Foto mobil sedan Fiat dengan latar belakang baliho itu diabadikan fotografer IPPHOS (Indonesian Press Photo Service) – kelompok wartawan foto pimpinan W.Mendur yang banyak mengabadikan perjuangan rakyat Indonesia dan detik-detik proklamasi kemerdekaan RI, serta peristiwa bersejarah lainnya.

            Mobil rombongan biro-kontak – kecuali mobil yang ditumpangi Moehamad – bergerak  perlahan dan berhenti di tikungan dekat tempat parkir pinggir sungai Jalan Jembatan Merah. Di sini rombongan biro-kontak menunggu kembalinye ke tiga utusan yang masuk ke dalam gedung.

            Sepuluh menit berlalu. TD Kundan keluar sendirian. Di depan pintu ia berteriak, “Kapten Shaw dan Moehamad masih memerlukan beberapa menit lagi”. Kemudian Kundan kembali masuk ke dalam gedung.

            Buuummmmmmmm”, bunyi geranat yang dilemparkan dari dalam gedung menggelegar di depan gedung, tidak jauh dari pintu masuk tempat Kundan berteriak sebelumnya. Suara geranat ini kemudian diiringi tembakan gencar dari lantai bawah gedung, kemudian juga menyusul dari lantai atas. Tembakan tertuju ke arah rombongan biro-kontak dan para pemuda yang berada di tanah lapang dan jalan di depan gedung Internatio.

            Beberapa orang berteriak dan mengerang akibat terkena tembakan. Ada yang langsung tiarap dan ada yang lari tunggang-langgang menyelamatkan diri ke balik gedung lain di sekitar Jembatan Merah. Di antaranya ada yang tergeletak, gugur akibat tembakan serdadu Inggris.

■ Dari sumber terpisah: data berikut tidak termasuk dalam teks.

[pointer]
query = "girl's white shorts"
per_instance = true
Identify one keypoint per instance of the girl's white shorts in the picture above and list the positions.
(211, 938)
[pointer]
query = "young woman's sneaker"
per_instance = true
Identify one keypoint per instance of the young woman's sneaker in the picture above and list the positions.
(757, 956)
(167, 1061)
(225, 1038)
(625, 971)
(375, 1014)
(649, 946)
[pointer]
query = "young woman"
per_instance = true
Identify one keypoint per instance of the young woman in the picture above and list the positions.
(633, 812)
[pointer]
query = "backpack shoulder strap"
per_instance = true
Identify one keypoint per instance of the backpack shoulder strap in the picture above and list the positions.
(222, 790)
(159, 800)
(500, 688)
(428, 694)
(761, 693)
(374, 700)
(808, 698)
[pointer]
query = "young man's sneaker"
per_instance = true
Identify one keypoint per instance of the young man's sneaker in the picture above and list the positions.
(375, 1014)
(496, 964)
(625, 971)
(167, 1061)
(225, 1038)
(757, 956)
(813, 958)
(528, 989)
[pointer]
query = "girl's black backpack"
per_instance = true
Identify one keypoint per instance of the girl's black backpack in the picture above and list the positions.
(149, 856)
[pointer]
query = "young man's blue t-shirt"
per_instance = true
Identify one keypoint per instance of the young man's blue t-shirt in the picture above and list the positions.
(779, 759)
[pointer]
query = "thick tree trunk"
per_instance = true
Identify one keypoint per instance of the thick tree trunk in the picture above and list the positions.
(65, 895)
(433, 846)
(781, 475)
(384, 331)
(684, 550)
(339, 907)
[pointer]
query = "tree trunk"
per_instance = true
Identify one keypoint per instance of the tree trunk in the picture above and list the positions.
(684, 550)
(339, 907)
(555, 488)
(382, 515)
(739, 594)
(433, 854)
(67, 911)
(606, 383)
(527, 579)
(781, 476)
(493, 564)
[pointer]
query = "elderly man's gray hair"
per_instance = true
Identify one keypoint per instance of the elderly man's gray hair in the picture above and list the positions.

            Terjadi kekacauan, semua berusaha menyelamatkan diri. Rombongan biro-kontak juga berhamburan mencari perlindungan. Ada yang melompat ke pinggir sungai Kalimas di bawah Jembatan Merah.

            Soengkono, Doel Arnowo, Dr.Moersito, Koesnandar dan Roeslan Abdulgani merangkak menuju pinggir sungai Kalimas yang airnya sedang surut. Desingan peluru dari arah gedung Internatio masih terdengar .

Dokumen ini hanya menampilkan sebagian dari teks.